Justyna Koeke

Hitting and Hitting back

Installation/Fotografie/Video

Opening: 4.11.2011, 19 h

Exhibition: 5.11.-3.12.2011

Hoc est corpus meum!

War es in der Vergangenheit Provokant, sich nackt in Kunsträumen zu zeigen, sich autoaggressiv zu quälen, oder vor dem Publikum zu masturbieren, gegen Galeriewände zu pissen, zu ejakulieren, oder sie zu penetrieren, so ist die sexuelle Revolution an einen Punkt gekommen, wo sie die Kunst eigentlich nicht mehr als Partner braucht. So bitter diese Wahrheit für viele Künstler klingen mag: Die Sexualität ist jetzt befreit und die Sex-Industrie in der Darstellung von Nacktheit und sexuellen Praktiken der Kunst in der Regel immer eine Nasenlänge voraus. Es bleiben die Grauzonen übrig: die Erotik, die Magie und die Abwesenheit von etwas.

Justyna Koeke hat dennoch den Körper als Hauptthema ihrer Performances, Skulpturen und Installationen gewählt, doch kippt in ihrer Arbeit das all-is-visible des Porno-Zeitalters, indem die Figuren nicht entblößt, sondern verschleiert werden. Auf diese Weise versucht sie dem Menschen ein Geheimnis zurückzugeben, nicht etwa in einer gotischen Spielart, nicht als Gewandgestalt, sondern ihn zu verhüllen, ohne ihn zu entkörperlichen: Ihre Kunst ist voll sexueller Anspielungen bei denen aber das Hauptanliegen bleibt, die zersplitterten Teile Körper und Seele und die Magie von Sexualität und Liebe wieder zusammen zu führen. Symbolisiert wird dies dadurch, dass sie nicht nur der Körper, sondern auch das Gesicht, Träger der Seele, verhüllt, sich beide Teile aber in Fragmenten zeigen: Der Körper durch die meist körperbetonte Silhouette, die Seele durch die freigelegten Augen. Im Deutschen existiert ja das wunderschöne Wort „Leib“, der die Seele nie von dem Körper ausschließt – hoc est corpus meum, das ist mein Leib! Gott ist durch Jesus Fleisch und damit sichtbar geworden. Um die Menschheit zu erlösen, wurde Gott selber Mensch und hat sich für diesen Auftrag zum Menschen gestreckt. Justine Koeke verkehrte das und sagte: „Gott ist unsichtbar“, warum also nicht auch der Mensch? Wenn der Mensch sich verschleiert und damit die Absenz des persönlichen Ausdrucks betont, streckt er sich zu Gott und lässt offen, wer er ist. Er bietet dem Betrachter an, ein Mysterium für ihn zu sein, in das er seine eigenen Fragen und Wünsche projizieren kann. Er wird unfassbar und vieldeutig. Ein Alien, ein Tier, eine attraktive Form, eine Fantasiefigur, eine Kunstfigur, reine Farbe in der Umgebung?

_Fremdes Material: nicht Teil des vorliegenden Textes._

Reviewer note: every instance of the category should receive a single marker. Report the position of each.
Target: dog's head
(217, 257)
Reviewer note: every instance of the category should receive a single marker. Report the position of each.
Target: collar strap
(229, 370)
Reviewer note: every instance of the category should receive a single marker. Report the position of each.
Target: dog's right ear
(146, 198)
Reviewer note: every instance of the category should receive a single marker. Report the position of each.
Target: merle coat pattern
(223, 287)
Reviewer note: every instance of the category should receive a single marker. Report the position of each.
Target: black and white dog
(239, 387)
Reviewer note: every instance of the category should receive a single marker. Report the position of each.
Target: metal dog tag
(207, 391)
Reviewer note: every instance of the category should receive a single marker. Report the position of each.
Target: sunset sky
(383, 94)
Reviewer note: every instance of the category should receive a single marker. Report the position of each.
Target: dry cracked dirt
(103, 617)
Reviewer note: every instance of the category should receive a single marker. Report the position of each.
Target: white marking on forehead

In der Potemka-Show geht es Justyna Koeke nicht offensichtlich um spirituelle Fragen. Es kommt in einem Neo-Feministischen Geist Fragen auf den Plan, die das vergiftete Verhältnis von Mann und Frau hinterfragen. Die Schlüsselfigur sind Muskelmänner, die durch ihre Muskelmasse Männlichkeit postulieren. Dabei wird auf einen Machismus angespielt, der durch den Ausstellungstitel „Hitting and Hitting back“ wieder neutralisiert wird. Die Frau ist kein Opfer mehr, sie schlägt zurück.